[citation][nom]Thunderfox[/nom]I bought 16 gigs of ram for less than $200. I remember when 16 MEGS for that price would have been an awesome deal. The problem is that there just isn't enough software that can use it all.[/citation]
I know, right? With my first system, i bought and extra 4MB of memory, to put it up to 8MB, for $400 at $100 per 1MB 30 pin SIMM. I ran with only 12MB from 1995 (when I got Windows 95) to 1998. I remember getting 16MB of memory at the same time I got Windows 98.
These days, I have 5 systems in my apartment: two servers (practicing for Hyper-V and ESXi certs) and my main machine at 16GB, my laptop at 8GB, and my HTPC with 4GB. I got the 8GB (paired 4GB DDR3-1600 SODIMMs) for my laptop for only $40. It's crazy how things change.
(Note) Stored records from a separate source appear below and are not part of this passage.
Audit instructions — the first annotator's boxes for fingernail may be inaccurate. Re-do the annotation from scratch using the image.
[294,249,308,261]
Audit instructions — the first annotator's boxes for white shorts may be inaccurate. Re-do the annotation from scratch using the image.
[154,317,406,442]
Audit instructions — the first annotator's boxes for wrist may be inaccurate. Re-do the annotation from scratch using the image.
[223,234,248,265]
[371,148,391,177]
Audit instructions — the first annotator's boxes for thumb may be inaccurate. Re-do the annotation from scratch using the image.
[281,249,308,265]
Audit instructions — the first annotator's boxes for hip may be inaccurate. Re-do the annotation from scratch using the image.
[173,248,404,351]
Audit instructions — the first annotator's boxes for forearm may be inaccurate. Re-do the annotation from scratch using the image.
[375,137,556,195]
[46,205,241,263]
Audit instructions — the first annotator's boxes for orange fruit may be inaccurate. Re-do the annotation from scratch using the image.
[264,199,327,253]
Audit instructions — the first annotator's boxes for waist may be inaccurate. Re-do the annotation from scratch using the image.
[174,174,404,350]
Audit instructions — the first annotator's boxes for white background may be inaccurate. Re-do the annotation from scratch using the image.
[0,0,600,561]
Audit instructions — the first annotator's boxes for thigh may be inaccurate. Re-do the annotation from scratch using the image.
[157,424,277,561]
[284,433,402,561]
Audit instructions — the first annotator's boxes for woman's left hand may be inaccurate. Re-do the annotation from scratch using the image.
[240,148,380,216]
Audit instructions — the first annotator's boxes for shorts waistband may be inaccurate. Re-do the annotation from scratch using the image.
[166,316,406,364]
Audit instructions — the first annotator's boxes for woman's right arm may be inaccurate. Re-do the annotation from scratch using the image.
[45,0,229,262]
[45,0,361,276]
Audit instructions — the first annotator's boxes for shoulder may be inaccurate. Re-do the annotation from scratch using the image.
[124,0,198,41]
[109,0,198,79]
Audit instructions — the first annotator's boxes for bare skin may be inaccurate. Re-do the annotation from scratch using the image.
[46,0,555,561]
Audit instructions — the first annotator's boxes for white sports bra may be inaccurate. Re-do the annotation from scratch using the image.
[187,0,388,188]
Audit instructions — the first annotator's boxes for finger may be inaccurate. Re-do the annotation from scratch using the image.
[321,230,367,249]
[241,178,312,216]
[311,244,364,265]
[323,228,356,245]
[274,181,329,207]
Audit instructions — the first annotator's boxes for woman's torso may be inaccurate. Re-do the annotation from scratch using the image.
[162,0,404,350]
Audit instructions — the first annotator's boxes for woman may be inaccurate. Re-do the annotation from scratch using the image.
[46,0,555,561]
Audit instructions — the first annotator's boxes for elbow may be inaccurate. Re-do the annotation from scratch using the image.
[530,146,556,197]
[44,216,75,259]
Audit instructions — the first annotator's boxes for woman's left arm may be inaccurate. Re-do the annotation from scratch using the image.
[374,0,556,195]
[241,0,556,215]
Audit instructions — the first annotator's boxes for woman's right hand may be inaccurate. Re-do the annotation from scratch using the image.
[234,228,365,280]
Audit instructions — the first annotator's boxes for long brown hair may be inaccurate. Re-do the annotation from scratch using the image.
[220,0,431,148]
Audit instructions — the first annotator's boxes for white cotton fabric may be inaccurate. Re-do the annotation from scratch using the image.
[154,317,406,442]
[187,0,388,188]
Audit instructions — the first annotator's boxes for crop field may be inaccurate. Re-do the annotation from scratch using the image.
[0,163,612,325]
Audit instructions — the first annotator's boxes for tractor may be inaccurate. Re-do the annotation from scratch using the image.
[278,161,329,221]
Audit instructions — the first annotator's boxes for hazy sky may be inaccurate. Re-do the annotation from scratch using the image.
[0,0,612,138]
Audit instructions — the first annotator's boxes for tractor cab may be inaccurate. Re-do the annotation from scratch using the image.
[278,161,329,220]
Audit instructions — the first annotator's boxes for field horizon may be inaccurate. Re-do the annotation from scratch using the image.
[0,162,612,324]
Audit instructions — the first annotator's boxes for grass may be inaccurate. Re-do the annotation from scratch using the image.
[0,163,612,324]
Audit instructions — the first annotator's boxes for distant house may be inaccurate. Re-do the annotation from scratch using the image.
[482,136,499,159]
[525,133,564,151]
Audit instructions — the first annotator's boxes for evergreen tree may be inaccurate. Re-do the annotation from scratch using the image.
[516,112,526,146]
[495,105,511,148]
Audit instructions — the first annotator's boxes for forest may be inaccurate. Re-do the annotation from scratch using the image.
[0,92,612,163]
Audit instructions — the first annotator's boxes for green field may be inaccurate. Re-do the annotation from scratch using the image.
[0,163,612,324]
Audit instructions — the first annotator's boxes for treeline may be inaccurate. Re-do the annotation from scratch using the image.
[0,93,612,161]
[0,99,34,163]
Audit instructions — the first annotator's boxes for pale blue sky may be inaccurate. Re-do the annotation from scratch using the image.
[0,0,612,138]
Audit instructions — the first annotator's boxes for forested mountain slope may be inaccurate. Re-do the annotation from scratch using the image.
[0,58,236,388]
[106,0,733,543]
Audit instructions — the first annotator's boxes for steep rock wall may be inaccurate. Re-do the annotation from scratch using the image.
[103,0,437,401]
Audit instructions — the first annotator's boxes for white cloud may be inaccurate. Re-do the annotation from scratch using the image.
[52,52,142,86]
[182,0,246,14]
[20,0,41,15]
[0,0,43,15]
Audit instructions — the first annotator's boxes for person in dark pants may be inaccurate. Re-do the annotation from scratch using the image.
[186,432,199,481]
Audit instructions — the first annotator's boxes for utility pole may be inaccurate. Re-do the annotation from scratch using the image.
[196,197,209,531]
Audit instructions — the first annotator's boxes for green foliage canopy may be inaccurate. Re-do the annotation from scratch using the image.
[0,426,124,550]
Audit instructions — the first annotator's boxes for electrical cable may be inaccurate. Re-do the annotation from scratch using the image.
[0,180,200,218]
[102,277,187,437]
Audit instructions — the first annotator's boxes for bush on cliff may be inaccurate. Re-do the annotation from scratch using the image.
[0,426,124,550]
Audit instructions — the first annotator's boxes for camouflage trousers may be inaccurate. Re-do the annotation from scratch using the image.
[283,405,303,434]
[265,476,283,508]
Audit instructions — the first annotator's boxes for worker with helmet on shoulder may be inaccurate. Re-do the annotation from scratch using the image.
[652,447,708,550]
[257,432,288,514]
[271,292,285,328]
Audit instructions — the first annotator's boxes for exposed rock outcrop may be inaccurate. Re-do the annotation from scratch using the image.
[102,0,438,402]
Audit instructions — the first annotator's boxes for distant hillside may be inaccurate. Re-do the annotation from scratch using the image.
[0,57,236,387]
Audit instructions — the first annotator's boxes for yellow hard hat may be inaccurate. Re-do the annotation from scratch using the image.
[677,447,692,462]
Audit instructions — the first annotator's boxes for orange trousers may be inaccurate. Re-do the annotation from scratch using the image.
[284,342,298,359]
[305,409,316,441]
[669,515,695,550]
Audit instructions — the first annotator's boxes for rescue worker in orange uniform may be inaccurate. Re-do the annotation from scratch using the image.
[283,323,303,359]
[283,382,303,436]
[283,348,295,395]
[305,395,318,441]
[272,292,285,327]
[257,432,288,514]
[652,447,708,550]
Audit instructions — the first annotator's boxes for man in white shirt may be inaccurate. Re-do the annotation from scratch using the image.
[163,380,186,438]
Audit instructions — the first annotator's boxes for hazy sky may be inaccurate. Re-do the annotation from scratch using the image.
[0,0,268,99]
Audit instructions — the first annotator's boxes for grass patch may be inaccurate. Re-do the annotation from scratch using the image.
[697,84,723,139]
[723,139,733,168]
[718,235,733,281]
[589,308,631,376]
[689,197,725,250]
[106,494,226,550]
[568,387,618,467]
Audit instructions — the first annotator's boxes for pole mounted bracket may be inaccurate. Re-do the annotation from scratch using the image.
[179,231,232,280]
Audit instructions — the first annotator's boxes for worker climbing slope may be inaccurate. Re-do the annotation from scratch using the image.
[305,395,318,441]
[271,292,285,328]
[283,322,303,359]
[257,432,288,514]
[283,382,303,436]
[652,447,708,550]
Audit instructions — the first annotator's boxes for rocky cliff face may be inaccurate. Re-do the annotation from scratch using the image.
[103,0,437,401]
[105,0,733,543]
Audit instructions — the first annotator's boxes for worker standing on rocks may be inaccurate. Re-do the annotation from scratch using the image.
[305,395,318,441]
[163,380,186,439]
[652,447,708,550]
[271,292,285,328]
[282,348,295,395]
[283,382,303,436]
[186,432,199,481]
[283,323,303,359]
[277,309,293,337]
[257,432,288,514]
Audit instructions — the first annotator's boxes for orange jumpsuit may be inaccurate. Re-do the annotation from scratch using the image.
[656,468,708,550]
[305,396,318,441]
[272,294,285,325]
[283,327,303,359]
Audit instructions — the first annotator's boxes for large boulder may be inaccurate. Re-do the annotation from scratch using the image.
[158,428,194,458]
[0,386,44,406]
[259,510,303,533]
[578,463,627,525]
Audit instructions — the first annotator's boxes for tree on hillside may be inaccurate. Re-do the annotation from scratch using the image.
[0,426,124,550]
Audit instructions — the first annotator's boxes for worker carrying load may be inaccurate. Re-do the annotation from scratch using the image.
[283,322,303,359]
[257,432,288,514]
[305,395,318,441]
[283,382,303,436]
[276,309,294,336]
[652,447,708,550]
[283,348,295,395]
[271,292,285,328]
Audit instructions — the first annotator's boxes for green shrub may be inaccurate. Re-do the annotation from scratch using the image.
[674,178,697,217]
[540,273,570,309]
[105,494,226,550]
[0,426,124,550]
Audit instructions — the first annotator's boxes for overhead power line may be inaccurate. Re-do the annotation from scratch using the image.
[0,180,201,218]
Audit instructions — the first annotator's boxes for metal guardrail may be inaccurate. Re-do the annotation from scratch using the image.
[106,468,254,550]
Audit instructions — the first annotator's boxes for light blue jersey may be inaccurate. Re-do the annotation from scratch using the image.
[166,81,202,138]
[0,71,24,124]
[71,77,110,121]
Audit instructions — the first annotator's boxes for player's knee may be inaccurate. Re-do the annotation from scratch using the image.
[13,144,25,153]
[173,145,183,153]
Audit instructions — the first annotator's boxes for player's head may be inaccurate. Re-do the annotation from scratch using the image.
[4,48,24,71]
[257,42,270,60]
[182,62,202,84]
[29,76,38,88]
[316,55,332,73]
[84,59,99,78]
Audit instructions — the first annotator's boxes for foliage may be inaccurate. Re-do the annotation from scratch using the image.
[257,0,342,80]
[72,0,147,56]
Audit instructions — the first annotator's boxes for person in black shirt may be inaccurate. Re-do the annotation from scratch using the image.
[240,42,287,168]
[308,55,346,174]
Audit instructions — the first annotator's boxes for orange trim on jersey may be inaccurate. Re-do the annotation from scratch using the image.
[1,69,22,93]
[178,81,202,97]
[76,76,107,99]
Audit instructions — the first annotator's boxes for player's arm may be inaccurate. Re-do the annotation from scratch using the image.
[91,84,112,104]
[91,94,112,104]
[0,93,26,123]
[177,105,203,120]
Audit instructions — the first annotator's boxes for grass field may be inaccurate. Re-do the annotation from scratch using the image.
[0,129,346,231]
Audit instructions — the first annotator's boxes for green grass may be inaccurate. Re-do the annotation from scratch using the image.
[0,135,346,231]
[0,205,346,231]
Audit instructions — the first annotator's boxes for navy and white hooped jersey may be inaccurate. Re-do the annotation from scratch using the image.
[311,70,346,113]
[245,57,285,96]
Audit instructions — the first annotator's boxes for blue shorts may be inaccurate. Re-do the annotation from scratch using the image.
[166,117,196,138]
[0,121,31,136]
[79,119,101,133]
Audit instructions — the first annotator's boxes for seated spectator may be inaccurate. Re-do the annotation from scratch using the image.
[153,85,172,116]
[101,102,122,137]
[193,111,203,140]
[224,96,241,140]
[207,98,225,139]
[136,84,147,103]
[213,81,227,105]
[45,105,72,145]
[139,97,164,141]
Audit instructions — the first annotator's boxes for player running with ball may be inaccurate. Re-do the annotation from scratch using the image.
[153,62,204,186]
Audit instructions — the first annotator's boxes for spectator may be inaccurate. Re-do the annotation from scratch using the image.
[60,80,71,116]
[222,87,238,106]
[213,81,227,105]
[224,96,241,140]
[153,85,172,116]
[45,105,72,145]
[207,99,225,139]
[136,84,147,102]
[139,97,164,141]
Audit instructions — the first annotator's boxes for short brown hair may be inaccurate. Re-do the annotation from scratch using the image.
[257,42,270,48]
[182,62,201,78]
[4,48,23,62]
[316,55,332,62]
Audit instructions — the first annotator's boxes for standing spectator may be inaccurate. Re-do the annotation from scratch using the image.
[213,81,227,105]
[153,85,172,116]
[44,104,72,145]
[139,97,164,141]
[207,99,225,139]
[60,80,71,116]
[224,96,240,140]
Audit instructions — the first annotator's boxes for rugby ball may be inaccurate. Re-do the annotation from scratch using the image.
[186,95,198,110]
These days, virtual hosts are the big driving force of the memory demand. I just bought 4 sets of 512GB (32 16GB DDR3-1066 Reg ECC DIMMs, each) for a certain vSphere 5 cluster. Virtual hosts suck down memory and storage like mad. CPUs are too powerful, and never get fully utilized. (The vSphere 5 cluster I partially administer was rarely above 20% CPU utilization across all quad socket 8 core processors with 256GB of virtual machines. That's why we ordered more memory for it instead of adding additional hosts. Sure the memory cost $80k, but it would have been $120k to add 4 more hosts.)
If anyone needs a job, have them learn some sort of virtualization skill. From what I've seen in the job market, Hyper-V, VMWare's vSphere, Xen, and Virtualbox are the big ones. I'm sure some will fall away in time while others get better. In the mean time, I'm ensuring my career by getting certified with Hyper-V and vSphere 5.